Greffier : Fabienne Arnoux, Greffier.
LORS DU DÉLIBÉRÉ :
Monsieur Michel Wachter, président, et Madame Anne-Sophie WILLM, conseiller, ont rendu compte conformément à l’article 786 du Code de Procédure Civile à Monsieur Cédric Saunier, conseiller.
L’affaire oppose :
PARTIES EN CAUSE :
APPELANTS
INTIMÉS SUR APPEL INCIDENT
Monsieur [U] [B]
né le [Date naissance 4] 1967 à [Localité 20]
de nationalité française, demeurant [Adresse 17]
Représenté par Me Franck BOUVERESSE, avocat au barreau de BESANCON
Monsieur [T] [B]
né le [Date naissance 8] 1970 à [Localité 20]
de nationalité française, demeurant [Adresse 2]
Représenté par Me Franck BOUVERESSE, avocat au barreau de BESANCON
ET :
INTIMÉS
APPELANTS SUR APPEL INCIDENT
Monsieur [E] [X]
né le [Date naissance 1] 1979 à [Localité 24]
de nationalité française, demeurant [Adresse 23]
Représenté par Me Claude SIRANDRE de la SELARL AVOCAT CONSULTING COTE D’OR, avocat au barreau de DIJON, avocat plaidant
Représenté par Me Laurence SAULNIER, avocat au barreau de JURA, avocat postulant
Monsieur [T] [X]
né le [Date naissance 3] 1980 à [Localité 24]

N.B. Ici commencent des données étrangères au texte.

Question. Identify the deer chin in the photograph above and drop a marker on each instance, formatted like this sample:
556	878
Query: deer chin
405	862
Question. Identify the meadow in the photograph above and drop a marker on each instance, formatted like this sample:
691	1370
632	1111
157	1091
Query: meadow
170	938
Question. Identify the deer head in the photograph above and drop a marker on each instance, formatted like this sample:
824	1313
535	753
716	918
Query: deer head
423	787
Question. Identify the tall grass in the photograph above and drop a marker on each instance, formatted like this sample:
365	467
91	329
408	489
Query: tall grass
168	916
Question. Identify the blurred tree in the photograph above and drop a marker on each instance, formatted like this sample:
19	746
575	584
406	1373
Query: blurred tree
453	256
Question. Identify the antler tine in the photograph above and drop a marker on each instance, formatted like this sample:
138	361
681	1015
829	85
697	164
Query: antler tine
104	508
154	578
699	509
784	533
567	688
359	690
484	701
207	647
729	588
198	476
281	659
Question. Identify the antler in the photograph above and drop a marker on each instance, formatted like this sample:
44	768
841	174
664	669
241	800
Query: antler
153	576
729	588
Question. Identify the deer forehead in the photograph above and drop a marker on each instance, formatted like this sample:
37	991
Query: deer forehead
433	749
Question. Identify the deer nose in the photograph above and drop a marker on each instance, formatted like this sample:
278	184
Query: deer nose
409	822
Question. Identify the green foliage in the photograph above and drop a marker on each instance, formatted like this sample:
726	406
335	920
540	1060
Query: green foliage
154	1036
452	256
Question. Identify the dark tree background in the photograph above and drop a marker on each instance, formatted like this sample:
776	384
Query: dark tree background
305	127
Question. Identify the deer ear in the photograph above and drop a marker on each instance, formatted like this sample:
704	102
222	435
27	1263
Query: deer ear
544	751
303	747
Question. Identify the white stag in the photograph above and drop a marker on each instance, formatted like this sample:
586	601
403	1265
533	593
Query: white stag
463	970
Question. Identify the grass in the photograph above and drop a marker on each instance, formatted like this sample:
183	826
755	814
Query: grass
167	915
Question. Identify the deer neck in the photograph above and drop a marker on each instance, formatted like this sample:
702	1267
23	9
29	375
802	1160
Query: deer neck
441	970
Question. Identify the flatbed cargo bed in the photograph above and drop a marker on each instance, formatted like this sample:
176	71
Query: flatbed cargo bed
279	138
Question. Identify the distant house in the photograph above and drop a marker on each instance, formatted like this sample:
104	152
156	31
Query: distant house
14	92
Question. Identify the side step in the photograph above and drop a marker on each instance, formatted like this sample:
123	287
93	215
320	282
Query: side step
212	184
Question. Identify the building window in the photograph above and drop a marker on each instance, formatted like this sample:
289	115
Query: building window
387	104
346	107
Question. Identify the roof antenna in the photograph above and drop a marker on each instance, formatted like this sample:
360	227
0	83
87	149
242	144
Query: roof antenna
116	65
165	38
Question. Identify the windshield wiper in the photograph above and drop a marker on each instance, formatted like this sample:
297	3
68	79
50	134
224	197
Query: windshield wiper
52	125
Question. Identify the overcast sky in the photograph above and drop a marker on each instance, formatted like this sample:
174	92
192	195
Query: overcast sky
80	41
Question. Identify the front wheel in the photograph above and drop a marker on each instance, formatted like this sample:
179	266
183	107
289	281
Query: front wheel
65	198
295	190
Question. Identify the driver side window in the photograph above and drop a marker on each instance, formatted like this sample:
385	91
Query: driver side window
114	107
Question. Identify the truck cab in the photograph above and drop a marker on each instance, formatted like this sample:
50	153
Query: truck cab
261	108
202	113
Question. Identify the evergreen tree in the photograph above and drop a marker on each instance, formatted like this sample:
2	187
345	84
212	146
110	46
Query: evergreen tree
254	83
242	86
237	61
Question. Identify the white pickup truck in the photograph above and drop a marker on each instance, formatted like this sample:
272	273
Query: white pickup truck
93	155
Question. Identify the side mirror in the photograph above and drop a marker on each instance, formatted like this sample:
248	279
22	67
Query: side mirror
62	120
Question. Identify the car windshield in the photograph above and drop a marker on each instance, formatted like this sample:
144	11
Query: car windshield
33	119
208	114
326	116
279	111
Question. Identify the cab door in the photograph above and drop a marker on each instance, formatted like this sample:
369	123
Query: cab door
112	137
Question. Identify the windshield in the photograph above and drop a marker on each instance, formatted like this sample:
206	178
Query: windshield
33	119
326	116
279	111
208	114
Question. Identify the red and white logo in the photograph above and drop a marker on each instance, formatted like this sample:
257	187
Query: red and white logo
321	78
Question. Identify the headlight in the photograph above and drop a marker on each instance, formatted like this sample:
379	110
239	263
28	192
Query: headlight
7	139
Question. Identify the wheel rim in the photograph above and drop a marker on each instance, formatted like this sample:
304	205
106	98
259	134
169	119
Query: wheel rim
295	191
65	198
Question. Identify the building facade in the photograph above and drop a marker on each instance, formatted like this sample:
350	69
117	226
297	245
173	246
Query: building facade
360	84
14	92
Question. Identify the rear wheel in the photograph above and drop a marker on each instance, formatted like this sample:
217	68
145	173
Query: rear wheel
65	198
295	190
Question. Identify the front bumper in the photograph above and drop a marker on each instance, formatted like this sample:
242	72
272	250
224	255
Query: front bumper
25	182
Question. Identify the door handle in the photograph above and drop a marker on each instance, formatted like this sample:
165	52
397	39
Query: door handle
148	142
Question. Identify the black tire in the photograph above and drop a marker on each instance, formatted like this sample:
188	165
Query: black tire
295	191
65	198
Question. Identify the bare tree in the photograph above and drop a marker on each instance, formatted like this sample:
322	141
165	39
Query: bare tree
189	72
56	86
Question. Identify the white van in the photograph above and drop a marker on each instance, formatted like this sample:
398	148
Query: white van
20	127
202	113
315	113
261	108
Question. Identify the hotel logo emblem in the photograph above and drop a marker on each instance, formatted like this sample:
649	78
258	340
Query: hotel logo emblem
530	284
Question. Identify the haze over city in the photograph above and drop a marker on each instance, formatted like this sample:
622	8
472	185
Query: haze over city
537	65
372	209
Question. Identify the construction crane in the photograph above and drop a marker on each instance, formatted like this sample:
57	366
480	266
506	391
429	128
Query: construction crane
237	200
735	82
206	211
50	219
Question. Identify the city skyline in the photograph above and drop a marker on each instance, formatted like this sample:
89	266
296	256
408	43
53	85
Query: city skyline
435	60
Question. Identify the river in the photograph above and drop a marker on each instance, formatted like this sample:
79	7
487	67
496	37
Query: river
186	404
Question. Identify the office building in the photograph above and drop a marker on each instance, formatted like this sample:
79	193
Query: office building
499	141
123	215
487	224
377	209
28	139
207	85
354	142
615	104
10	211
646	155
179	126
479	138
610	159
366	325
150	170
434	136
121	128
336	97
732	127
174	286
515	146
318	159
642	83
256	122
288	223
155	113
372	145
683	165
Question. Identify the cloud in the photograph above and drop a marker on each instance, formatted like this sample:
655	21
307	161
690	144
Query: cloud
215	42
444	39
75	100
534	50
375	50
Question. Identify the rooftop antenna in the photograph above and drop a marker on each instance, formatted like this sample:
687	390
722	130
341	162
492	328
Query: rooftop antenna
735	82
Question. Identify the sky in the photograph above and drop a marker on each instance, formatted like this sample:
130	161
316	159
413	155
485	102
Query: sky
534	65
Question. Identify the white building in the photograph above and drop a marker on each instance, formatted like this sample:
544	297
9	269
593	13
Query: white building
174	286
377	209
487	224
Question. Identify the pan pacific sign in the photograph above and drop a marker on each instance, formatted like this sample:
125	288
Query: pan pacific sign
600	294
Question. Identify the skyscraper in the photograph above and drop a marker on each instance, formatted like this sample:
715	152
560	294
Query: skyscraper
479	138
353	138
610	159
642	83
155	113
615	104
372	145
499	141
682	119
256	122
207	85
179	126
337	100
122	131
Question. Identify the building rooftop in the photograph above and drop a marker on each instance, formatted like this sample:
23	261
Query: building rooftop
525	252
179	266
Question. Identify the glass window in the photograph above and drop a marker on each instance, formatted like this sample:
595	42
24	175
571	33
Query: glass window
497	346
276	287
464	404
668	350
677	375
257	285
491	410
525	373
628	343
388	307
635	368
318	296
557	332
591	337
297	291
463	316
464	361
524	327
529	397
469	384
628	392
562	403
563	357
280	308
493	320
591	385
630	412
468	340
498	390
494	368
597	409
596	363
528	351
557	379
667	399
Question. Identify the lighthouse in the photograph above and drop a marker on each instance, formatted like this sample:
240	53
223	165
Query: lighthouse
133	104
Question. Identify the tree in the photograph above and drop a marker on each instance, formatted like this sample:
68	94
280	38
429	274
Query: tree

de nationalité française, demeurant [Adresse 16]
Représenté par Me Claude SIRANDRE de la SELARL AVOCAT CONSULTING COTE D’OR, avocat au barreau de DIJON, avocat plaidant
Représenté par Me Laurence SAULNIER, avocat au barreau de JURA, avocat postulant
Monsieur [M] [X]
de nationalité française, demeurant [Adresse 10]
Représenté par Me Claude SIRANDRE de la SELARL AVOCAT CONSULTING COTE D’OR, avocat au barreau de DIJON, avocat plaidant
Représenté par Me Laurence SAULNIER, avocat au barreau de JURA, avocat postulant
ARRÊT :
— CONTRADICTOIRE
— Prononcé publiquement par mise à disposition au greffe de la cour, les parties en ayant préalablement été avisées dans les conditions prévues au deuxième alinéa de l’article 450 du code de procédure civile.
— signé par M. Michel WACHTER, président de chambre et par Mme Fabienne ARNOUX, greffier lors du prononcé.
*************
Par acte authentique du 30 mai 2022, M. [U] [B] et M. [T] [B] ont acquis diverses parcelles agricoles sises à [Localité 26], [Localité 22] et [Localité 21] (39).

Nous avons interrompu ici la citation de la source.